Anthony
Dunne et Fiona Raby
Jean-Max Colard, «Le corbeau», Les Inrockuptibles,
Paris, 3 juin 1998, p. 65
Deux artistes anglais ont créé un téléphone
détecteur de mensonge : grâce à lui, la vie devient
dure comme un coup de fil.
Situé au carrefour des arts et de la production industrielle,
le domaine fluide du design se trouve de plus en plus investi par les
artistes contemporains. A Poitiers, Fabrice Hybert expose ses Prototypes
d'Objets en Fonctionnement, formes hybrides dont la fonction mouvante
varie au gré des usagers. Surtout, l'atelier Van Lieshout envahit
la ville de Rabastens avec ses containers et maisons mobiles, lieux
de vie et de survie. Plus critique, Catherine Ginier-Gillet songe à l'idée
farfelue d'un "design patacivique" et a créé La
Prétentieuse, chaise soi-disant destinée à quatre
personnes, composée de quatre dossiers, huit pieds et quatre
assises, mais qui s'avère au final inutilisable, impossible,
absurde.
Mais c'est avec le Truth phone, réalisé par les
deux artistes et designers anglais Fiona Raby et Anthony Dunne, que cette
mise en cause du design devient la plus expressive. Objet massif et noir
mis à la disposition des visiteurs du Magasin à Grenoble,
ce téléphone-vérité est renforcé par
une sorte de baromètre mesurant le niveau de stress de votre interlocuteur
au moment de l'appel. Des fiches plastifiées rouges l'accompagnent,
qui indiquent aux espions amateurs la marche à suivre : d'abord
des questions anodines sur la santé ou la météo,
histoire d'assouplir la vigilance éventuelle de l'interlocuteur,
d'évaluer sa moyenne émotionnelle. Au beau milieu de cette
conversation simple en apparence, on glissera alors des questions plus
poignantes, demandant s'il est besoin à Eric T.,32 ans, célibataire,
ce qu'il faisait à Dijon dans la nuit du 22, ou au jeune Philippe,
14 ans, de nationalité française, collégien à
Saint-Etienne, s'il est bien allé à l'école cet après-midi.

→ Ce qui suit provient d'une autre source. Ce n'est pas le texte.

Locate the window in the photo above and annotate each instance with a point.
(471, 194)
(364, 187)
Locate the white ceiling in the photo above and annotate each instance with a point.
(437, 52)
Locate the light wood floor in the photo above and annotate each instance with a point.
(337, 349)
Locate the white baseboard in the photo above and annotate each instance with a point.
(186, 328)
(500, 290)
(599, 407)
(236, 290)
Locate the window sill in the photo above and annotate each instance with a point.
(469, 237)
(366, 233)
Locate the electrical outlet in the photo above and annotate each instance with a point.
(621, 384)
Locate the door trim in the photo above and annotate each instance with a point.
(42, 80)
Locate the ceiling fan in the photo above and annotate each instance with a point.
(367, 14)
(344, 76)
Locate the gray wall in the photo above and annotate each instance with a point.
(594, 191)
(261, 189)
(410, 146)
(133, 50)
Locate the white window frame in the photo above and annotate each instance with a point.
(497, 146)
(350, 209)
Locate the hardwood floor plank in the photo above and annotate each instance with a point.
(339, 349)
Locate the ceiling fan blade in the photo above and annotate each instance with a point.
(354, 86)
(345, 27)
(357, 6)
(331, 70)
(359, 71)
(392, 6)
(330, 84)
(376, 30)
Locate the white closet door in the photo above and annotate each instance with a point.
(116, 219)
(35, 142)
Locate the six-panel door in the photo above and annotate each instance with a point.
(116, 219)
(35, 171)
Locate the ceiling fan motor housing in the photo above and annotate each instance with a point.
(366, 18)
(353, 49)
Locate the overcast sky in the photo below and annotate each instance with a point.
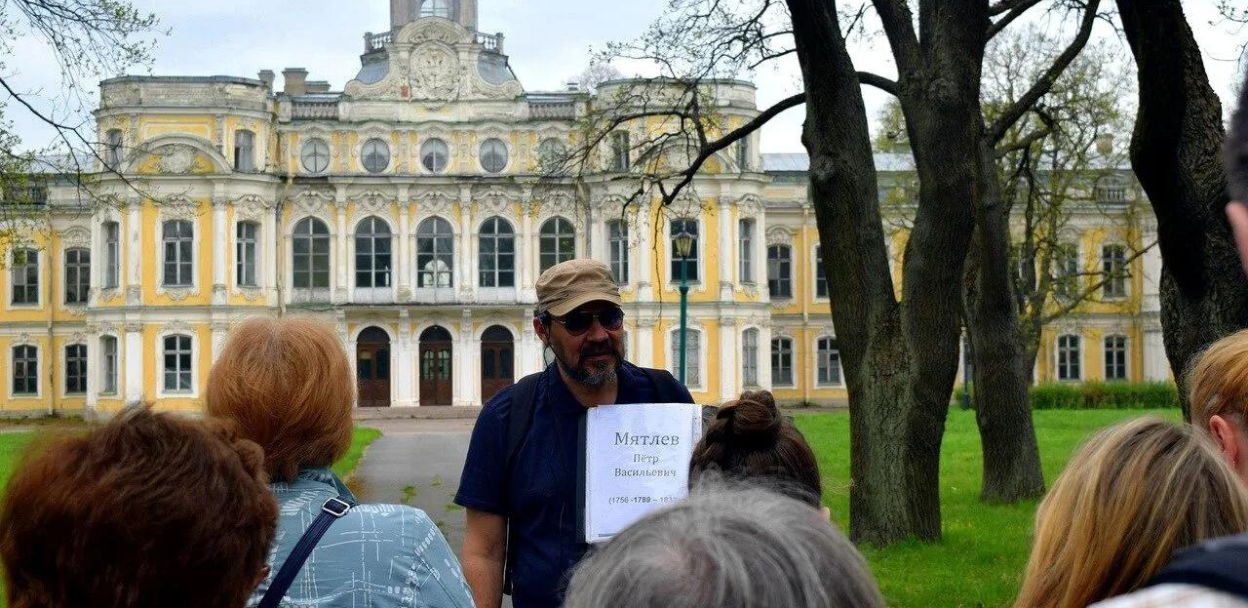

Détecteur de mensonge, instrument de torture, le Truth phone
va à contre-courant de toute la tradition du design, domaine où
règne l'idée de confort, où les formes s'arrondissent,
où les couleurs, savamment dosées, sont à la fois
vives et douces. Contre cette école du bien-être, contre
cet art de vivre, Raby & Dunne imposent avec cette installation baptisée
Design noir l'idée d'un design inquiétant, insécuritaire,
qui développe chez l'utilisateur de l'objet des attitudes franchement
totalitaires. On est loin des pubs pour France Telecom, Ola, SFR ou Bouygues,
toutes suintantes de bonheur communicationnel. Truth phone est
donc un objet contemporain, en phase avec une époque marquée
par le FN, les nouveaux corbeaux, la dénonciation du voisin, la
chasse au clandestin et les écoutes téléphoniques.